All I have to judge Eric on is what I see written on the pages of these books. Eric can be twisty. He can manipulate people and situations to his advantage with an ease that only comes with a thousand years of practice. He is cunning, intelligent, and often self serving. He rarely does anything without more than one motivation. Lest you think I’m about to tear him down, I love these things about him because book by book, he is tearing them down himself. Nine books into this series we have uncovered a vampire who still has all of those character traits – but who is learning through a human woman that even after so long in his skin, it’s still possible to become more than he was without her. This vampire always has Sookie’s back – even when it’s put him in danger, at political disadvantage, or just been an outright pain in the butt. This vampire has taken more bullets for, and been involved in more skirmishes over this woman than I care to recount. This vampire is finding more and more that he is doing things, and feeling things that would have been unthinkable to him before a small town waitress walked into his bar. His story arc has shown him becoming increasingly willing to take big risks for Sookie, even to the point of risking his undead life as his feelings for her have deepened. Whatever else you want to throw at him no one could accuse Eric of apathy, stagnation, disloyalty, or backing down from a fight.

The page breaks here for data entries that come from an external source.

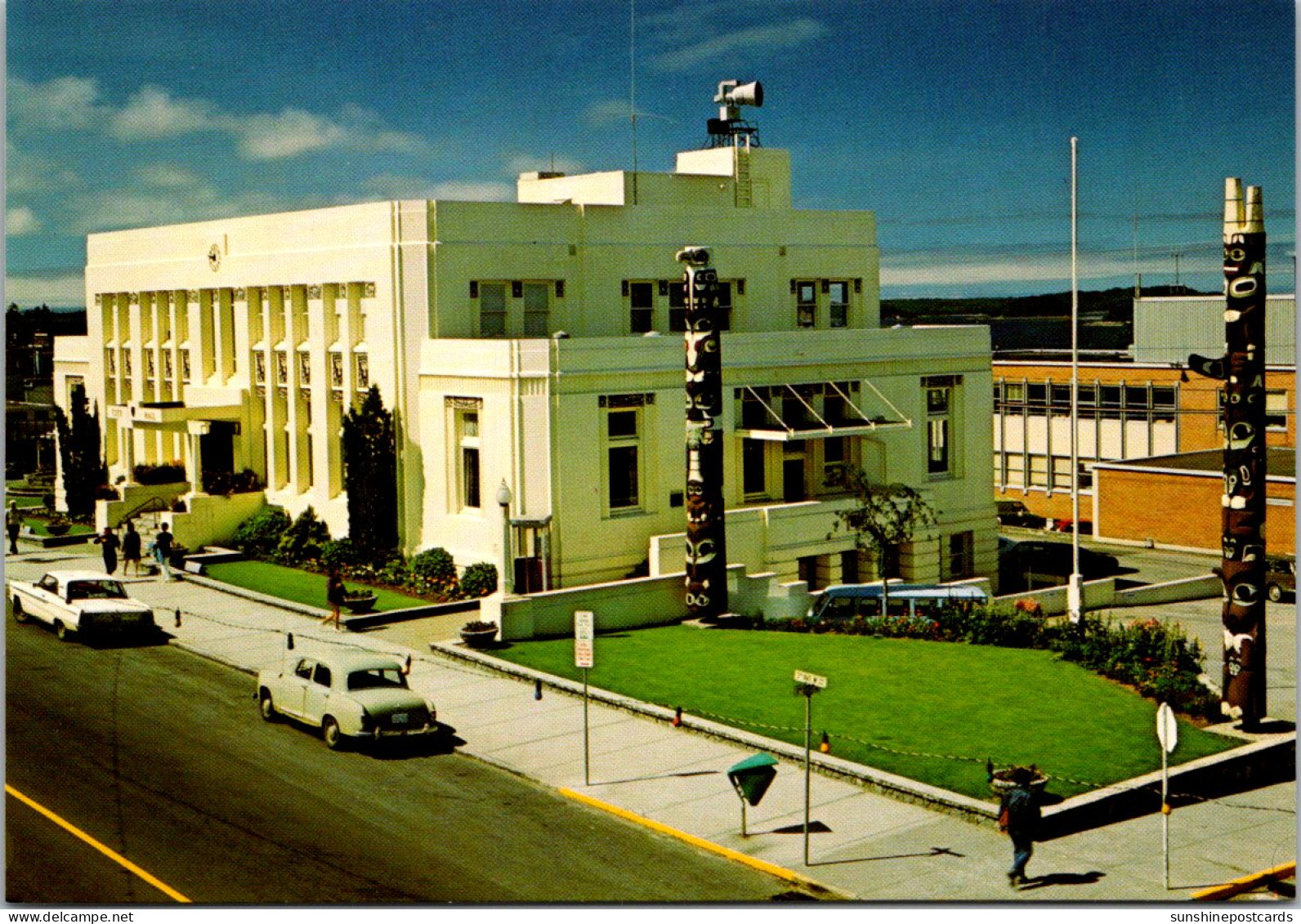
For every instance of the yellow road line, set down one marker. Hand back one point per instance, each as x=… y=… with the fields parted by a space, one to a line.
x=762 y=866
x=1246 y=882
x=107 y=851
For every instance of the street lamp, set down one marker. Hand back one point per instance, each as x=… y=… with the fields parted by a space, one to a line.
x=503 y=502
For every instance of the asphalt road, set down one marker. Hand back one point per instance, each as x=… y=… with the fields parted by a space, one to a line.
x=160 y=755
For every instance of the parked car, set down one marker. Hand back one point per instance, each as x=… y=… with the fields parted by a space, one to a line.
x=86 y=603
x=1045 y=559
x=1281 y=577
x=1015 y=513
x=347 y=695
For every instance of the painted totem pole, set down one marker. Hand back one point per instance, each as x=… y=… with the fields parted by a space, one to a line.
x=707 y=543
x=1243 y=371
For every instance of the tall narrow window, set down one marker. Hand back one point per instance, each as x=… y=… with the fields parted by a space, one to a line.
x=838 y=305
x=806 y=305
x=937 y=430
x=622 y=430
x=492 y=309
x=536 y=309
x=753 y=456
x=642 y=307
x=470 y=460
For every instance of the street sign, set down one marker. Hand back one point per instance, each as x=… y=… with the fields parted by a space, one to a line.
x=584 y=632
x=1167 y=729
x=810 y=680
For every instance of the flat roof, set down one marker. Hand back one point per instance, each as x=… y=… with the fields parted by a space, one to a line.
x=1279 y=461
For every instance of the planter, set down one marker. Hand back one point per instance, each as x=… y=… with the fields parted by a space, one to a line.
x=1002 y=783
x=479 y=638
x=360 y=604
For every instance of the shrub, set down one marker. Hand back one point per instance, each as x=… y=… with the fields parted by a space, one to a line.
x=168 y=473
x=479 y=579
x=302 y=540
x=259 y=535
x=338 y=555
x=433 y=570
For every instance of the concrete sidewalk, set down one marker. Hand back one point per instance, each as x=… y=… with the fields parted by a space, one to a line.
x=863 y=846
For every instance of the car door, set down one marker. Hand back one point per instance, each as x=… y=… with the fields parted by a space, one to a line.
x=293 y=695
x=46 y=601
x=316 y=694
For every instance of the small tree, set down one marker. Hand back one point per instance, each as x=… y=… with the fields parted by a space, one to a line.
x=79 y=454
x=369 y=476
x=883 y=518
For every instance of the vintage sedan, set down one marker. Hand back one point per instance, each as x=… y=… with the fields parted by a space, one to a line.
x=347 y=695
x=86 y=603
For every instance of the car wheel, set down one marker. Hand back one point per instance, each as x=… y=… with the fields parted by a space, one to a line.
x=331 y=734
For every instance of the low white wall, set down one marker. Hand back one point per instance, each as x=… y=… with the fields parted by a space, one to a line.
x=1173 y=591
x=624 y=604
x=211 y=520
x=1053 y=600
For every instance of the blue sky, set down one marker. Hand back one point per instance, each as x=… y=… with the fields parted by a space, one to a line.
x=949 y=118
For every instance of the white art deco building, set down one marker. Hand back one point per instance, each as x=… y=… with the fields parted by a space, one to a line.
x=536 y=344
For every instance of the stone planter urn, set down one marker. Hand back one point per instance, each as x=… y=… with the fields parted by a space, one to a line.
x=360 y=603
x=479 y=634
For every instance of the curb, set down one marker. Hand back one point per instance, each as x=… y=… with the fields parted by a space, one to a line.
x=1245 y=884
x=762 y=866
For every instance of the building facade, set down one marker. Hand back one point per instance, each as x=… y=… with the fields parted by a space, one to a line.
x=536 y=346
x=1142 y=405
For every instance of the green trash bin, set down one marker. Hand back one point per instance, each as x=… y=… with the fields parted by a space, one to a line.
x=751 y=779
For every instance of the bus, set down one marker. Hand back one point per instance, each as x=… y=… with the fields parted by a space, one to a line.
x=846 y=601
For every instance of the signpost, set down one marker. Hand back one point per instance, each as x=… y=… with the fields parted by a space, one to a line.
x=1167 y=733
x=807 y=685
x=584 y=634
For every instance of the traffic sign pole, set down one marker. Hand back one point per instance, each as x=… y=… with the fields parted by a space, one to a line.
x=587 y=759
x=808 y=774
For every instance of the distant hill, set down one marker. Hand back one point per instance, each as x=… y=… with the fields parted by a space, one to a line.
x=1109 y=305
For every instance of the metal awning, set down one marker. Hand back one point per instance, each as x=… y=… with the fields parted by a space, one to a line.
x=822 y=428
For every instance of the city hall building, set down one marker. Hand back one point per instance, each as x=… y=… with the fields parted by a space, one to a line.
x=532 y=357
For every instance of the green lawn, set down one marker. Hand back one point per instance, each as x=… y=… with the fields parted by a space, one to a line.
x=289 y=583
x=929 y=711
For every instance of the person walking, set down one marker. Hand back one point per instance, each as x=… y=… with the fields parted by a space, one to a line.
x=1019 y=818
x=163 y=552
x=334 y=592
x=110 y=544
x=12 y=524
x=130 y=550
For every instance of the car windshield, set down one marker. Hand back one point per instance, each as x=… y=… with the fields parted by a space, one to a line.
x=376 y=677
x=96 y=590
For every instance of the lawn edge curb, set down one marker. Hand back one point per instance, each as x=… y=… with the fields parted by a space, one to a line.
x=727 y=853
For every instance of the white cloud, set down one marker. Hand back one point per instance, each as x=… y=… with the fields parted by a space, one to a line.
x=60 y=103
x=154 y=114
x=688 y=50
x=20 y=221
x=63 y=291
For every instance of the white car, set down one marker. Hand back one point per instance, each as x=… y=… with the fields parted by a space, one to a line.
x=357 y=695
x=87 y=603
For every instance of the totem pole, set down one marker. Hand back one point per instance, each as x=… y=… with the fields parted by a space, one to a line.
x=1243 y=371
x=707 y=543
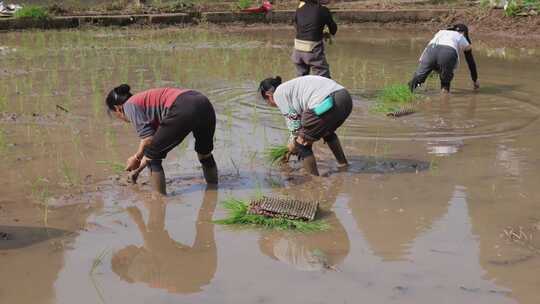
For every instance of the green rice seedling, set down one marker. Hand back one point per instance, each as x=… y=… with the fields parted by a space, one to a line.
x=32 y=12
x=392 y=98
x=98 y=260
x=433 y=166
x=69 y=174
x=3 y=104
x=114 y=166
x=276 y=153
x=3 y=142
x=237 y=215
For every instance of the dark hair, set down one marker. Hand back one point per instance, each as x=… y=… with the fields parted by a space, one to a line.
x=269 y=85
x=460 y=27
x=118 y=96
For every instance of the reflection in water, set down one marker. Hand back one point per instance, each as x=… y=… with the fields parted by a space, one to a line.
x=164 y=263
x=393 y=212
x=16 y=237
x=311 y=251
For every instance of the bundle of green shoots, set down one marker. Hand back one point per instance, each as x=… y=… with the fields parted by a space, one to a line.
x=238 y=215
x=393 y=98
x=277 y=153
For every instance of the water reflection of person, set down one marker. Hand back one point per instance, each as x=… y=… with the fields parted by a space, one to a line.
x=311 y=251
x=442 y=55
x=165 y=263
x=163 y=117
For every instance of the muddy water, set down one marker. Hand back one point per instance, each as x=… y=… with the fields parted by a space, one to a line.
x=440 y=206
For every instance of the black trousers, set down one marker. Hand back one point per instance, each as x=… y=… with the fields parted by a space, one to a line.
x=440 y=58
x=191 y=112
x=315 y=127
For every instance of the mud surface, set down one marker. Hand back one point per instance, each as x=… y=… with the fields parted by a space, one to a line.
x=438 y=206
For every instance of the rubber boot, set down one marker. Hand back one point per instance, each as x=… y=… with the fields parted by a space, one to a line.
x=157 y=180
x=209 y=168
x=211 y=175
x=335 y=146
x=310 y=165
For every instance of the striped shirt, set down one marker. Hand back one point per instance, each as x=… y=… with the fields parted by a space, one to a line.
x=146 y=110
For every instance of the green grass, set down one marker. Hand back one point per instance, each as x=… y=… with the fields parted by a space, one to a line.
x=237 y=215
x=392 y=98
x=32 y=12
x=276 y=153
x=98 y=260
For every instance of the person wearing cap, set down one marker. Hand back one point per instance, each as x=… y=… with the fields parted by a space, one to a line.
x=314 y=107
x=163 y=117
x=310 y=20
x=442 y=55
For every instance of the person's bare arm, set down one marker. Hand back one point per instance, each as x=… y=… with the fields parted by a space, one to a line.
x=135 y=160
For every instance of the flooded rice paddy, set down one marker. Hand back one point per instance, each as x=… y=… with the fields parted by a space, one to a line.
x=439 y=206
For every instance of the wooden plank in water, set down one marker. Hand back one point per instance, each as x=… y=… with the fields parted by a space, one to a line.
x=284 y=207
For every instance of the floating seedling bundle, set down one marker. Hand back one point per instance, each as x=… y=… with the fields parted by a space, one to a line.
x=284 y=208
x=277 y=153
x=395 y=101
x=274 y=213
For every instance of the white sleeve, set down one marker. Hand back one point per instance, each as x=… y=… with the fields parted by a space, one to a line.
x=463 y=43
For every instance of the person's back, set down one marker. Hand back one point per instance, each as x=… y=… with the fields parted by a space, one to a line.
x=310 y=19
x=452 y=39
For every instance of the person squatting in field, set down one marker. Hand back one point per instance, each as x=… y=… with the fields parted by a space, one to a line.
x=163 y=117
x=442 y=55
x=314 y=107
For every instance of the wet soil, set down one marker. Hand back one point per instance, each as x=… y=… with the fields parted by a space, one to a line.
x=437 y=206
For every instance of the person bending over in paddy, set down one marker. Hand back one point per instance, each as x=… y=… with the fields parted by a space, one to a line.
x=163 y=117
x=314 y=107
x=442 y=55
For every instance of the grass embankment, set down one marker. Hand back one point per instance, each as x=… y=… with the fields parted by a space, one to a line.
x=393 y=98
x=238 y=215
x=32 y=12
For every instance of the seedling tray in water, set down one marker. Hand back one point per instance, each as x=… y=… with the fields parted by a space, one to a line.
x=284 y=208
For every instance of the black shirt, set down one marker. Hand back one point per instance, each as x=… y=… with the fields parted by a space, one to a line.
x=310 y=20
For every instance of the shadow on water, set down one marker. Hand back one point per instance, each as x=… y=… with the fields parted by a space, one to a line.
x=162 y=262
x=381 y=165
x=16 y=237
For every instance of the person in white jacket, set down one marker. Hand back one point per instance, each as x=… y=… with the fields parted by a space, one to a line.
x=313 y=107
x=442 y=55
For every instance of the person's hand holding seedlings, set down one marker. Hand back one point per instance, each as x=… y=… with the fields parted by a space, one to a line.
x=313 y=108
x=162 y=124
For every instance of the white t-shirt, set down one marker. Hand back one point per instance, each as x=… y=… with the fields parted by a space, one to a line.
x=453 y=39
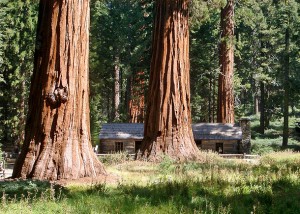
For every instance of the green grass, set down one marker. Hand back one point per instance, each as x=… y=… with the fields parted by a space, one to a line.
x=210 y=185
x=220 y=186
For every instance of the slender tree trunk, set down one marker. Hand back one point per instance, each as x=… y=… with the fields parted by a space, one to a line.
x=286 y=90
x=136 y=101
x=57 y=134
x=225 y=112
x=117 y=89
x=210 y=97
x=262 y=107
x=168 y=120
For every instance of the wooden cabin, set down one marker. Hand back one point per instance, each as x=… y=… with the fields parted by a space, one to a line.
x=222 y=138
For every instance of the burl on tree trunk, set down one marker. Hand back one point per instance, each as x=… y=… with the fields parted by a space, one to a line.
x=225 y=88
x=57 y=135
x=168 y=119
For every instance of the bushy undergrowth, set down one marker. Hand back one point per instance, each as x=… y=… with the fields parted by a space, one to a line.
x=271 y=186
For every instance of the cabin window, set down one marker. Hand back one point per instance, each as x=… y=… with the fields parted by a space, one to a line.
x=119 y=146
x=199 y=144
x=219 y=148
x=138 y=145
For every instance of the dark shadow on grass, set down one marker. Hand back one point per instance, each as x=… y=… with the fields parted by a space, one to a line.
x=190 y=196
x=30 y=189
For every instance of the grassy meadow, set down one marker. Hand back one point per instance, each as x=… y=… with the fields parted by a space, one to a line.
x=212 y=185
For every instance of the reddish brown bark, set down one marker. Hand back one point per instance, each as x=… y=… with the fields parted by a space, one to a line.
x=225 y=88
x=168 y=120
x=57 y=134
x=137 y=98
x=117 y=89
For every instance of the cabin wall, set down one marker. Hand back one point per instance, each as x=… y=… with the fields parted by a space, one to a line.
x=109 y=146
x=229 y=146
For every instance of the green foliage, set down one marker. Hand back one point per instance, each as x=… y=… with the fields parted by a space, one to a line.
x=120 y=35
x=18 y=21
x=271 y=186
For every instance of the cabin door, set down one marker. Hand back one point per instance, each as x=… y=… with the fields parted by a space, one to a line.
x=219 y=148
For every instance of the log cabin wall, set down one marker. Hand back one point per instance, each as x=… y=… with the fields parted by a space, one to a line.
x=109 y=146
x=229 y=146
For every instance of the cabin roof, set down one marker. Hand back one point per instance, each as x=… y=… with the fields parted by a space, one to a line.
x=202 y=131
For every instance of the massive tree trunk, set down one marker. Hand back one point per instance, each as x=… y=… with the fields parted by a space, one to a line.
x=57 y=134
x=225 y=112
x=168 y=119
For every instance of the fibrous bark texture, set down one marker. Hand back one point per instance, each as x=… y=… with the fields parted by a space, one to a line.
x=225 y=87
x=168 y=119
x=57 y=134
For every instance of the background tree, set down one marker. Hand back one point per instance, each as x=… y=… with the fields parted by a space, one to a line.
x=225 y=112
x=168 y=119
x=57 y=136
x=18 y=35
x=126 y=25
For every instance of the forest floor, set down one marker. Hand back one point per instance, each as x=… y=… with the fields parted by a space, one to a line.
x=215 y=185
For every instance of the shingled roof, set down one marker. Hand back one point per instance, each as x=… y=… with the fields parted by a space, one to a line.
x=202 y=131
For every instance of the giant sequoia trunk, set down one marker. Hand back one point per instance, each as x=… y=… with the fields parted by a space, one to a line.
x=168 y=119
x=57 y=134
x=225 y=87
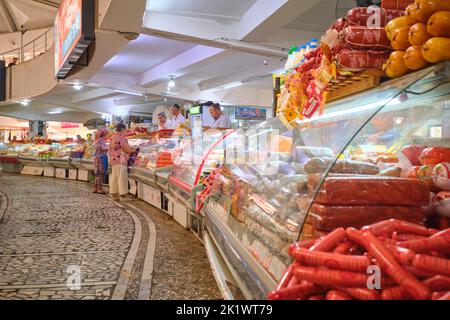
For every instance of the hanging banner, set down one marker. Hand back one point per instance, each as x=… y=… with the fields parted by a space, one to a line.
x=68 y=125
x=74 y=31
x=247 y=113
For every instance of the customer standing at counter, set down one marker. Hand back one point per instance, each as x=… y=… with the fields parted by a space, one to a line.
x=118 y=160
x=177 y=117
x=221 y=120
x=100 y=160
x=164 y=123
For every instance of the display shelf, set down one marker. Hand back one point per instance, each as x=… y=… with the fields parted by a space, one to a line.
x=255 y=212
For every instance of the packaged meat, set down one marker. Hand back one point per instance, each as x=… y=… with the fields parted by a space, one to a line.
x=434 y=155
x=373 y=190
x=366 y=38
x=396 y=4
x=320 y=165
x=441 y=176
x=328 y=218
x=356 y=60
x=409 y=155
x=368 y=17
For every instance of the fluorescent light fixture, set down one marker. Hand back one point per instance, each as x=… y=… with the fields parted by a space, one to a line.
x=133 y=93
x=232 y=85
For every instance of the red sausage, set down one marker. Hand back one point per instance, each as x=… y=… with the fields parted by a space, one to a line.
x=361 y=15
x=337 y=295
x=395 y=293
x=438 y=283
x=287 y=276
x=330 y=241
x=389 y=265
x=343 y=248
x=366 y=38
x=298 y=292
x=360 y=293
x=331 y=260
x=432 y=264
x=396 y=4
x=331 y=277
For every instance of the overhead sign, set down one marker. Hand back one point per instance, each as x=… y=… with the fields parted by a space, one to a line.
x=195 y=110
x=249 y=113
x=74 y=31
x=67 y=125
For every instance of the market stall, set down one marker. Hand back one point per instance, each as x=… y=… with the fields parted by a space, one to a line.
x=345 y=168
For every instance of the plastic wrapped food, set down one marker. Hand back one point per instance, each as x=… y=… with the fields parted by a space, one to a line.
x=373 y=190
x=434 y=155
x=441 y=176
x=356 y=60
x=366 y=38
x=330 y=217
x=396 y=4
x=363 y=16
x=319 y=165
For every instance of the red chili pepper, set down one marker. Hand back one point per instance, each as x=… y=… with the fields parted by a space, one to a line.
x=331 y=260
x=432 y=264
x=298 y=292
x=330 y=241
x=438 y=283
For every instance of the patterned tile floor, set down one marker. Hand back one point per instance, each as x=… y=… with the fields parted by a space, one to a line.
x=60 y=241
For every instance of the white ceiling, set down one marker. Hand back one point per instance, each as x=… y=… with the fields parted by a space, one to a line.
x=144 y=53
x=231 y=9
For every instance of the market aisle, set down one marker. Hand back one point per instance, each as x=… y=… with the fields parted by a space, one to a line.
x=53 y=228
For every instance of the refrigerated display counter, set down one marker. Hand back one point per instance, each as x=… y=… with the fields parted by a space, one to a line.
x=198 y=157
x=259 y=206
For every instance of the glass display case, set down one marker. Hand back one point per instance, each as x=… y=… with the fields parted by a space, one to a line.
x=198 y=157
x=154 y=160
x=61 y=156
x=346 y=168
x=36 y=155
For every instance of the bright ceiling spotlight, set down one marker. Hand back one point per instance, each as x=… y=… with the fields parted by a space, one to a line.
x=171 y=83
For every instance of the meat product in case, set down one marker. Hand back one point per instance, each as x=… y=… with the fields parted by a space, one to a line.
x=319 y=165
x=366 y=38
x=328 y=218
x=396 y=4
x=374 y=191
x=355 y=60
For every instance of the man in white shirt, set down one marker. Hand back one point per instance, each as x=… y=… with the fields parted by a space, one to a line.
x=164 y=123
x=221 y=120
x=177 y=117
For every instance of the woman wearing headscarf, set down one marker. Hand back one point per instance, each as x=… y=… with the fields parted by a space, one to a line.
x=100 y=160
x=119 y=150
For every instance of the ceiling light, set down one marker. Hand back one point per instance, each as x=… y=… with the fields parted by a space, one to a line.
x=171 y=83
x=232 y=85
x=134 y=93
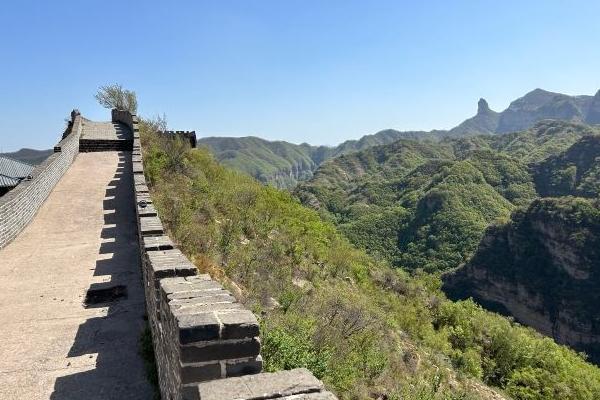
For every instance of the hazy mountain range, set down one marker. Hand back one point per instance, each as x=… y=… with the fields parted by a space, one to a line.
x=283 y=164
x=29 y=156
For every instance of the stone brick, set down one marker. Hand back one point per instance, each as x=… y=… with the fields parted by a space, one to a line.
x=154 y=243
x=261 y=386
x=198 y=327
x=238 y=324
x=243 y=367
x=200 y=373
x=220 y=351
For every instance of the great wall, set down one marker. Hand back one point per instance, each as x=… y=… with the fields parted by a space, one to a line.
x=85 y=259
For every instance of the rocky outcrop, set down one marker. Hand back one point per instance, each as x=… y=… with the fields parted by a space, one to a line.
x=593 y=113
x=484 y=122
x=543 y=268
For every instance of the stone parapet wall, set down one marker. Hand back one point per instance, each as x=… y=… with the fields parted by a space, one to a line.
x=203 y=337
x=19 y=206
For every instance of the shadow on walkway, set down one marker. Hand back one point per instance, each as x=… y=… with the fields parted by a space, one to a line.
x=113 y=339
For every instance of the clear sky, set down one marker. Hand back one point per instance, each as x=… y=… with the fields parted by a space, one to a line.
x=319 y=71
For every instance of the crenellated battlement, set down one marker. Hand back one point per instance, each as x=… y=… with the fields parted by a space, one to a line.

Yet in Dead and Gone while the Fae are engaging in all out war – with his blood bonded, fae descended wife right in the middle of it – Eric is suddenly a no show. Where was he when Sookie was as close to death as she has ever come, and why did he send others to help her?
I thought we might kick around a few theories and see if we can find something that fits. I’m effectively throwing the proverbial at a wall here to see what sticks, so feel free to grab a handful in the comments.
THE BLOOD BOND
The crux of the blood bond theory runs like this: Eric felt Sookie’s torture through the blood bond and was somehow incapacitated by it, unable to come to her rescue.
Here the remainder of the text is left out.